En los últimos días una noticia tuvo difusión en algunos medios de prensa. El Juez Federal Walter Bento afronta denuncias por corrupción. Se lo investiga por supuestas coimas a cambio de fallos a favor de “prisioneros vip”. Mientras su defensa, a cargo de Mariano Cuneo Libarona, denuncia “problemas personales” por parte del fiscal Dante Vega, el diario Clarín  recuerda su fallo contra Cablevisión como precedente para difundir las nuevas denuncias. Sin embargo, lejos de las “internas vip”, Mónica Campoy espera justicia por su hijo Andrés desde hace más de 6 años. Tras la muerte de Andrés -caratulada como homicidio agravado por fuerzas de seguridad- por un impacto de bala en su cabeza durante control de Gendarmería en la ruta 7, el  Juez Bento había calificado el hecho como “suicido” sin las pruebas pertinentes.

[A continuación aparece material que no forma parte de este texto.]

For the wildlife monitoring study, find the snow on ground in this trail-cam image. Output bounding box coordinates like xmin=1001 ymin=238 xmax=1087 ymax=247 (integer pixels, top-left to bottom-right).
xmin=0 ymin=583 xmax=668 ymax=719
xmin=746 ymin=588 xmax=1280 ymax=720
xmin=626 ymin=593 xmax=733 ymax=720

Actualmente los gendarmes acusados permanecen en funciones en una causa plagada de irregularidades. Por Ramiro Giganti (ANRed).


El 13 de junio de 2014 el país estaba expectante por el inicio del mundial de futbol en Brasil. Ese era el tema de las conversaciones. Dos años antes un conflicto entre gendarmes tuvo difusión en distintos medios de prensa. Tras ese conflicto, Sergio Berni ascendería de secretario a ministro de Seguridad de la nación, para quedar a cargo de distintas fueras represivas, entre ellas la gendarmería. Faltaban pocos años, y un cambio de gobierno, para que la desaparición forzada seguida de muerte de Santiago Maldonado ponga el foco sobre la gendarmería por aquellas represiones del 31 de Julio y 1 de agosto del año 2017.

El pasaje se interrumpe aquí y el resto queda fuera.